Kâinatta yaratılmış olan sınırsız sayıdaki gezegen ve yıldızların çok az kısmını görüp tefekkür edebiliyoruz. Diğerlerinin yaratılmasının hikmeti nedir? Bu durum Allah'ın iktisadına ters olmuyor mu?
Değerli Kardeşimiz;
"Ey ahmak nokta-i sevda! Hâlıkın ef'âli sana nâzır değildir. Ancak Ona bakar. Kâinatı senin hendesen üzerine yapmış değildir. Ve seni hilkat-i âlemde şahit tutmamıştır. İmam-ı Rabbânî'nin (r.a.) dediği gibi: 'Melikin atiyelerini, ancak matiyyeleri taşıyabilir.'"(1)
Atiyye: Kelime olarak hediye, bahşiş, lütuf ve ihsan mânalarına geliyor. Bu cümledeki mânası maksad ve gayelerdir. Yani kâinatta hedef ve maksad tutulan şeylerin umumuna verilen bir isimdir. Allah’ın kâinatta takib ettiği hikmet ve maksatların tamamına atiyye denilir.
Matiyye: Kelime olarak binek ve yük taşıyan vasıta demektir. Bu cümledeki ıstılahî mânası maksad ve gayelerin altından kalkan, onları mânalı hale sokan vasıtalar mânasındadır. Yani Allah’ın kâinatta takib ettiği hikmet ve maksatları ancak yine O’nun küllî nazarı kaldırabilir. Yoksa insanların ve cinlerin cüz’î nazarları kâinatın umumunda tecelli eden maksad ve hikmetlere kifayet etmez. O küllî gayeler insanların cüz’î istifadesi için değildir.
Kâinatta insanın idrak ve ihata edemeyeceği kadar sınırsız hikmet ve gayeler vardır. Bu gaye ve hikmetlerin hepsi de sanatkârını ve ustasını gösterip ona işaret ediyor. Bir san’at ve eser, kendi nefsine bir bakıyor ise, san’atkârına ve ustasına binler cihetle bakıyor.
Mesela; bir resim tablosunu teşkil eden tahta ve tuval, tablonun nefsi ve kendisi hükmündedir. Bu resim tablosunun boş tuvaline tahtasına bakıp da kimse sergiye gelmez. İnsanları resim sergisine çeken şey; tablonun tuval ve tahtası değil, üzerinde işlenen resim sanatıdır. Resim sanatındaki bütün incelik ve çizimler de ressama işaret eden levhalar hükmündedir. Demek bir resim tablosu nefsini, yani tuval ve tahtasını bir gösterirken, üzerindeki resim sanatı ile ressamını binler vasfı ile tanıtır.

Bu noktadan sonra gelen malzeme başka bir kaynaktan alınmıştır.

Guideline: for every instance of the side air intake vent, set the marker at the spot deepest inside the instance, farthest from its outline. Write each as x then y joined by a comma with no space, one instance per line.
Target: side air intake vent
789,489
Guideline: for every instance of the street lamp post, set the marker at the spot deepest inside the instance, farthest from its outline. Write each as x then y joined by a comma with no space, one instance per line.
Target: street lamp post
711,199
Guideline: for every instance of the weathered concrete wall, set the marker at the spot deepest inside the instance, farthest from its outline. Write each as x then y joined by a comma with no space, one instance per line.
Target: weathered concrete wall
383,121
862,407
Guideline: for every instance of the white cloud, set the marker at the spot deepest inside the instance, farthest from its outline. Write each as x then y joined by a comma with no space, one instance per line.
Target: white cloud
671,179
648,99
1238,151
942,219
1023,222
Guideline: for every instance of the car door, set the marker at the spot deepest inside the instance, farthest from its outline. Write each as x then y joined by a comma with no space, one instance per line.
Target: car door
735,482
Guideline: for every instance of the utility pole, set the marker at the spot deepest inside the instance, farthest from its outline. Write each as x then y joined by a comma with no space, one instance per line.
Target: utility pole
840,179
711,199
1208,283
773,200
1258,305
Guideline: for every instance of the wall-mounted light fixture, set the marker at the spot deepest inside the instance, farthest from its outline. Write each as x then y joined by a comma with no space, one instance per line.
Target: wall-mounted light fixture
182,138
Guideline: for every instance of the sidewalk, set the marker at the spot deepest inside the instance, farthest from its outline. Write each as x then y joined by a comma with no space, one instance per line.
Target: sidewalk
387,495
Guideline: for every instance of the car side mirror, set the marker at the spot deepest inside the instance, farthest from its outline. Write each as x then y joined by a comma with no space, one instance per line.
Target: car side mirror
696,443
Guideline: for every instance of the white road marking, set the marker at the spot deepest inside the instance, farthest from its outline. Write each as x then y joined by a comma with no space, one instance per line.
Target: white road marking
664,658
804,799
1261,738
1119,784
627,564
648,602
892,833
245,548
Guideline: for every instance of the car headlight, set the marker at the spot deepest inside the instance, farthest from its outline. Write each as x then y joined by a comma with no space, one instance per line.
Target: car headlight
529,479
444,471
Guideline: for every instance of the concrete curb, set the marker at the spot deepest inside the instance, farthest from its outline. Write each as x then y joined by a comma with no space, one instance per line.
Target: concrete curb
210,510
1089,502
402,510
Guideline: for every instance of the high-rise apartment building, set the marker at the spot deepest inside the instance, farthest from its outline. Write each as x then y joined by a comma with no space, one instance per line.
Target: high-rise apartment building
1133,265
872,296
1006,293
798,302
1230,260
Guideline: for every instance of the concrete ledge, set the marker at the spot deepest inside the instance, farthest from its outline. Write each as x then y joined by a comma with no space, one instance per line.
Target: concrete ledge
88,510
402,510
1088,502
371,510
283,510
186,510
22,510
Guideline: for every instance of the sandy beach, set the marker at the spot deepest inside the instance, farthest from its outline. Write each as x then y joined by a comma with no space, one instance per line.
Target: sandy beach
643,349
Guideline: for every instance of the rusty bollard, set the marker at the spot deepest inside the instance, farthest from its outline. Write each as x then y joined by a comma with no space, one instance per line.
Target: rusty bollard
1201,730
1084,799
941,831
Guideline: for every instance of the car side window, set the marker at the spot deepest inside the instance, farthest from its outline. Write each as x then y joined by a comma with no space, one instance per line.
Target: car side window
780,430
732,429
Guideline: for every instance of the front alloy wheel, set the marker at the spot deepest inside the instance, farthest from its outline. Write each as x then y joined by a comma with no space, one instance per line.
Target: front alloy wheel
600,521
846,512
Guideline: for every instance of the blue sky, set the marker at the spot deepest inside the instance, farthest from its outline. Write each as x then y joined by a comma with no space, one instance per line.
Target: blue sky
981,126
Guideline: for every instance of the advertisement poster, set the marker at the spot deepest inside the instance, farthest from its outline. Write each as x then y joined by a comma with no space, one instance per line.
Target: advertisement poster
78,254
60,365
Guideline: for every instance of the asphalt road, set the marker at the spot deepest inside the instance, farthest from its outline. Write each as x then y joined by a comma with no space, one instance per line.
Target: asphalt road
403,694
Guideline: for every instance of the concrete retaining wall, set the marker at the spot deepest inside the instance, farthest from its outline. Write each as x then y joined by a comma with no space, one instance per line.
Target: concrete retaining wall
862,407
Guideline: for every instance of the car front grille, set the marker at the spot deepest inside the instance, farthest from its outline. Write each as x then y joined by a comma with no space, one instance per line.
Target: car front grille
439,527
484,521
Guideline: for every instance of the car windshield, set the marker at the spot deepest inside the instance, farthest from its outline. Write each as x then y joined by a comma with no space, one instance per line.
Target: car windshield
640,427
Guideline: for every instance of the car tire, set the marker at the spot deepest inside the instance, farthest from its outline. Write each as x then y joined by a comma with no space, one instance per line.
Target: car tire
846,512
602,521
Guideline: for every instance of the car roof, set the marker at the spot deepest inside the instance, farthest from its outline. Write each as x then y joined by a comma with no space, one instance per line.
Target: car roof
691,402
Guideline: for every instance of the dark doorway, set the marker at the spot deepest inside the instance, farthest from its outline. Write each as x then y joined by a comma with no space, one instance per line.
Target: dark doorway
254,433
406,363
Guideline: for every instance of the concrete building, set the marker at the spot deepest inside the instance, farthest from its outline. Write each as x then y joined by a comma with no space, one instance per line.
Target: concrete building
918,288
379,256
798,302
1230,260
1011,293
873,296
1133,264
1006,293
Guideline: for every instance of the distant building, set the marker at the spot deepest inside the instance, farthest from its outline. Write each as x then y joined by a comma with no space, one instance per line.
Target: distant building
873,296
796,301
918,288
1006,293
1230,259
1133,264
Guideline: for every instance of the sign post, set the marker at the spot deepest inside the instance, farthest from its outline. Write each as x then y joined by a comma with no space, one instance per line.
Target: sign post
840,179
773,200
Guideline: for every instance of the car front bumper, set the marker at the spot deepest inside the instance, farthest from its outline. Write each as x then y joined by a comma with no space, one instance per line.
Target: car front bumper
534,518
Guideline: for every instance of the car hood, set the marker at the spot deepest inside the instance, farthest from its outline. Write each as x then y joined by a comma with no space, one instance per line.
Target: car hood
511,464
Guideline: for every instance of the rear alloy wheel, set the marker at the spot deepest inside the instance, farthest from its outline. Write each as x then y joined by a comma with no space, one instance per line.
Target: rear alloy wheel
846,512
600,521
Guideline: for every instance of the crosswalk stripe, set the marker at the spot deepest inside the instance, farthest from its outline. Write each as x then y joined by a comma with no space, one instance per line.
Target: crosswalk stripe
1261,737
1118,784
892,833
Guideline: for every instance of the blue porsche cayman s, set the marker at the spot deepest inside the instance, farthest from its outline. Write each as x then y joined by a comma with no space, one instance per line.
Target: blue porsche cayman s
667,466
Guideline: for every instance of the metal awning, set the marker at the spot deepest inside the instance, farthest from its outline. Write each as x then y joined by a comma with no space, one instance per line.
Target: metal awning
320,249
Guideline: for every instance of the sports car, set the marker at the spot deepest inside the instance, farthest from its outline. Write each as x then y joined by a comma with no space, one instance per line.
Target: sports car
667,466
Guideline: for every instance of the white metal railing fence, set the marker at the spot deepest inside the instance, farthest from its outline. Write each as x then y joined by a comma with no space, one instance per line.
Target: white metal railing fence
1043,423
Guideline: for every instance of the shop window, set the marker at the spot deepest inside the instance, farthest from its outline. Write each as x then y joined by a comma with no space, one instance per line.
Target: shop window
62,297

Aynı şekilde bir çiçeğin maddesi ve dünyaya bakan faydası birkaç iken, sanatkârı olan Allah’a bakan yönü yüz binlercedir. Yani; çiçek üstündeki her bir nakış, onda tecelli eden her bir isim san’atkarını ilan ediyor. Meselâ; bir çiçek şekli, Allah’ın Musavvir isminin bir tecellisi ve cilvesidir. Çiçeğin şirin ve tatlı süsleri Müzeyyin isminin, rengi Mülevvin isminin bir cilvesidir. Çiçeğin bünyesindeki intizam, Allah’ın Munazzım isminin bir cilvesidir. Çiçeğin hayatına lazım olan erzakların gelip bünyesine girmesi Rezzak isminin bir cilvesidir. Bu da nakış ve san’atlar adedince isimleri akla gösteriyor, zira her nakış ve san’at arkasında bir isim tecelliî ediyor.

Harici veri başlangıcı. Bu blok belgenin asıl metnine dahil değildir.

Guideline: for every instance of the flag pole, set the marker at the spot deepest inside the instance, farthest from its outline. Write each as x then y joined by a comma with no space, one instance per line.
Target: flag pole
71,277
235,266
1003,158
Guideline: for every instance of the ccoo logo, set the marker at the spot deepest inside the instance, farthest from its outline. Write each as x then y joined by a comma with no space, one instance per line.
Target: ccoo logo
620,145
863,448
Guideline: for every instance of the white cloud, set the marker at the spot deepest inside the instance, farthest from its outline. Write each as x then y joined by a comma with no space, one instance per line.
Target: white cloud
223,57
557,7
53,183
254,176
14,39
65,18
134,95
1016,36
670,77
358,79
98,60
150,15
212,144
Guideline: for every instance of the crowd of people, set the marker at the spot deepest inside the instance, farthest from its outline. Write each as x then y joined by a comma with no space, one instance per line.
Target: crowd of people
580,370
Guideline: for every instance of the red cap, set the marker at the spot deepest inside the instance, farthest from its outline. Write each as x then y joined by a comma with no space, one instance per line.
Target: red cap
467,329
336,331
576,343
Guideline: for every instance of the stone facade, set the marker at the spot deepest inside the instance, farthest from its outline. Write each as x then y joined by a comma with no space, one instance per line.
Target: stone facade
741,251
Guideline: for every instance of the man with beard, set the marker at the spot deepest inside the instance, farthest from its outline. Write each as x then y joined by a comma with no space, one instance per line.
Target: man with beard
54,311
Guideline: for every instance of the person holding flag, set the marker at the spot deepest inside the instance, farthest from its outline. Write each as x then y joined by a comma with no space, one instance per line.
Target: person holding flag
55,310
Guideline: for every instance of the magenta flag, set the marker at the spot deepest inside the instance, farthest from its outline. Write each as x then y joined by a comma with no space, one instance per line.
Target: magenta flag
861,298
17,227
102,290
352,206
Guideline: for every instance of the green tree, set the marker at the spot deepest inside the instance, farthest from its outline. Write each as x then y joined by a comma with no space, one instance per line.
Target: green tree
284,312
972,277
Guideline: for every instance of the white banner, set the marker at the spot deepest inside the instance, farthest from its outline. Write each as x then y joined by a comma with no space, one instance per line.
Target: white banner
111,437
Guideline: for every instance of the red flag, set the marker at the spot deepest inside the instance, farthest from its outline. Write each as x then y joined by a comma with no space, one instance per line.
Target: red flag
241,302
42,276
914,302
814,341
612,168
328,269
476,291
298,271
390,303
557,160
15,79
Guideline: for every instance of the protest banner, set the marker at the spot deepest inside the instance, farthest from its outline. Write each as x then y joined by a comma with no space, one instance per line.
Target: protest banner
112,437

Bundan daha da ötesi; çiçeğin üzerindeki nakışlar ve san’atlar faraza bin ise, insanın bu nakış ve san’atlardan istifadesi bir ikidir. Öyle ise geri kalan kısmı Allah’ın küllî nazarına bakıp O’na hitap ediyor. Burada çiçeklerin üstündeki sayısız tecelli ve nakışlar Allah’ın atiyyeleridir. Bunları bütünü ile ihata edip istifade etmek ise ancak Allah’ın küllî nazarıdır ki, O’nun bu sonsuz nazarı bu atiyyelere matiyye oluyor. Zira sonsuz tecellileri ancak sonsuz bir nazar sahibi ihata eder.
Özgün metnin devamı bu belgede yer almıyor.